Thames Water is using innovative Canadian technology to produce the UK’s first eco-friendly, ultra-pure fertiliser phosphorous-based fertiliser in a new £2 million plant at its Slough sewage treatment works in Berkshire.
A £2m nutrient-recovery reactor, the first of its kind in Europe, is being used to generate a sustainable source of phosphorous, the key ingredient in fertiliser, whose price has increased by 500% since 2007.
The fertiliser, known as Crystal Green is produced by Vancouver-based Ostara Nutrient Recovery Technologies. The product is cleaner than anything else on the market - heavy metals content, in particular, is lower by an order of magnitude compared to traditionally sourced fertilisers.
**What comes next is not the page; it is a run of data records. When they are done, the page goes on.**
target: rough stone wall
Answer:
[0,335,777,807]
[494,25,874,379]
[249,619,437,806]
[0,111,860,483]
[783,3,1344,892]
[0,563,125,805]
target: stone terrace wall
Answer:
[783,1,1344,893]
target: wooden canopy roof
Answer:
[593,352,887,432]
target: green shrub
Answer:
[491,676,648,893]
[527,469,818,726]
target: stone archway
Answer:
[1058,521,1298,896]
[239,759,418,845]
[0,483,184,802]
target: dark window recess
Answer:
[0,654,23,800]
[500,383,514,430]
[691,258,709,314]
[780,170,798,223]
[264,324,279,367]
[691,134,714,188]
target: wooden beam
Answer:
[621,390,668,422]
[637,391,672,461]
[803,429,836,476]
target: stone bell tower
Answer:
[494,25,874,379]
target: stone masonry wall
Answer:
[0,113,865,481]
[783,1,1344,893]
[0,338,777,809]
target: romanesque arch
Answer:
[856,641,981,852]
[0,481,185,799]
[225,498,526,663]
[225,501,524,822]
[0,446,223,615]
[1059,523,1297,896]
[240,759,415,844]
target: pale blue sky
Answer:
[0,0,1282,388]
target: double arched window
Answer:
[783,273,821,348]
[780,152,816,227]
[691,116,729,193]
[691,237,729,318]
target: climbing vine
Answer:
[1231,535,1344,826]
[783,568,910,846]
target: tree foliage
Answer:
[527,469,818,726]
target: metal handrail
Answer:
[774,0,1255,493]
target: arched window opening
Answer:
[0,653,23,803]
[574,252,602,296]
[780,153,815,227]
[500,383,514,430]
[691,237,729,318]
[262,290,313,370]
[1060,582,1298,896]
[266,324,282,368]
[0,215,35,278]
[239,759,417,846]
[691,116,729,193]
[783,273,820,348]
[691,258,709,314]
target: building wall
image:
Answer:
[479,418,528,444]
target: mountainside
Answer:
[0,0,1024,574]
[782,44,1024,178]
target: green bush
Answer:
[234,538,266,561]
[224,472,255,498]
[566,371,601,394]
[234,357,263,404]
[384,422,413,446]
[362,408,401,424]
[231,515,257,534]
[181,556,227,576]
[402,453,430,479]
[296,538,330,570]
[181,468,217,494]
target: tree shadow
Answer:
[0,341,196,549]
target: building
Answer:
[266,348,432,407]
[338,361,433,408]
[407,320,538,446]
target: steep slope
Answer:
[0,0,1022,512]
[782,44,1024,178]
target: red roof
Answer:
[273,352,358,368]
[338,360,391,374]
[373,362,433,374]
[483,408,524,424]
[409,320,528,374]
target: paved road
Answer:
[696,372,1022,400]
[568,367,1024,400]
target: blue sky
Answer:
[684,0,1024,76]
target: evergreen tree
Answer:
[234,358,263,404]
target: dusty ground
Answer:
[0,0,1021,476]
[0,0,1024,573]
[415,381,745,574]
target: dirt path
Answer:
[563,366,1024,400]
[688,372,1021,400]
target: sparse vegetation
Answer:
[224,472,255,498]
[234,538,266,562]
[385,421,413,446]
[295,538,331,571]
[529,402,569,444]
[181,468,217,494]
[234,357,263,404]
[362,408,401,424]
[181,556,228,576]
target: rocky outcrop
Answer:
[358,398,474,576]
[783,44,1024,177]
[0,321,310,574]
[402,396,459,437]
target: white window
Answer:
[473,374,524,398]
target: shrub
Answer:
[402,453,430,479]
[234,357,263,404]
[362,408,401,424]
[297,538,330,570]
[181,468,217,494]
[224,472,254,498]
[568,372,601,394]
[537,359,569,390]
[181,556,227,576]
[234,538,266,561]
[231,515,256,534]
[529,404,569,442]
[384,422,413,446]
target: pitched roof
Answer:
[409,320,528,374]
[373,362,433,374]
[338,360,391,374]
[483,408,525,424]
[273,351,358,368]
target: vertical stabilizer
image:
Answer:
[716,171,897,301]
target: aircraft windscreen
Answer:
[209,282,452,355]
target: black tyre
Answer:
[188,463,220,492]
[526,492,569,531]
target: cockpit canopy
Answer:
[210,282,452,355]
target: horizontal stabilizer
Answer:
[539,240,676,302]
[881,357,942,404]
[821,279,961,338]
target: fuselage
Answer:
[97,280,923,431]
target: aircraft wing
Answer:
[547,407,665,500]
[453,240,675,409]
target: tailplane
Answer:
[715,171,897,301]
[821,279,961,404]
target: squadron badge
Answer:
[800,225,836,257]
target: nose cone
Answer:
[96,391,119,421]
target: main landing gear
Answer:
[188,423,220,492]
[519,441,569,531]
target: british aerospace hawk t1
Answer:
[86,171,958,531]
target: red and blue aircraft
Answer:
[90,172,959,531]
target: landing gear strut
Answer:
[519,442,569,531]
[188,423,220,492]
Nutrient-recovery facilities like the new one at Slough sewage works are ideally suited to sewage works in industrialised areas. High-strength organic waste from businesses on the Slough Trading Estate means wastewater entering the works is rich in in the nutrients ammonia and phosphorus, which can cause struvite. If left unchecked struvite settles as a rock-like scale on pipes at the sewage works until it clogs them completely. The new reactor, built by Vancouver-based Ostara Nutrient Recovery, makes phosphorous settle in the form of struvite in a controlled setting, turning it into crystalline fertiliser pellets, which the company markets under the brand name Crystal Green.
Phillip Abrary, president and chief executive of Ostara commented:
“This new facility is a model for sustainable innovation in the UK and indeed across Europe. Removing nutrients from where they shouldn’t be - in our waterways - and using them to create a new generation of enhanced-efficiency fertiliser is the smart thing to do economically and the right thing to do environmentally.”
With the new facility producing 150 tonnes per annum, Thames Water expects to save up to £200,000 a year, which it has until now spent on chemical dosing to clear pipes of struvite at Slough - operational savings which put a downward pressure on customers’ bills.
The new reactor will also improve the quality of treated effluent leaving the sewage works, reducing nutrient levels and in turn reducing algae growth in rivers and streams, which can suck oxygen out of watercourses leaving little for fish and other wildlife.
Technology could be rolled out to other Thames Water plants
Piers Clark, commercial director for Thames Water, said:
“This is a classic win:win. We are producing eco-friendly steroids for plants, while also tackling the costly problem of struvite fouling up pipes at our works. The cash and carbon cost of digging phosphate out of the ground in a far-flung foreign clime then shipping it back to Britain makes no sense when compared to the local, sustainable process of our reactor in Slough. As we gain experience with this new technology, we intend to evaluate its suitability for installation at other Thames Water plants in the UK.”
The UK uses 138,000 tonnes a year of the phosphate fertiliser all of it imported from abroad. Mineable reserves of phosphorus, in countries like Morocco, the US and China, are set to be completely depleted in 100 years, according to some experts, while others say ‘peak phosphorous’* will occur as early as the mid-2030s, after which it is expected to become increasingly scarce and expensive.
New technology could be key to future global food supplies
Experts said the new technology could hold the key to securing future global food supplies and provide an alternative to mining phosphate rock from dwindling, non-renewable reserves.
“With the world’s affordable mineable reserves of phosphorous set to start running out in the next 20 to 30 years, this new technology could offer a solution to securing global food supplies over the coming decades,” said Peter Melchett, policy director at the Soil Association.
“Without fertilisation from phosphorous, wheat crop yields will fall by more than half. Meanwhile, as the planet’s population is predicted to hit nine billion by 2050, demand for food will increase. Sustainable alternative sources of phosphorous, like this reactor at Slough sewage works, are vital if we are to keep pace with this demand.”
Ostara’s North American facilities have been in operation since 2009 and its Crystal Green fertiliser is sold throughout North America. Crystal Green has received Environment Agency approval for sale in the UK.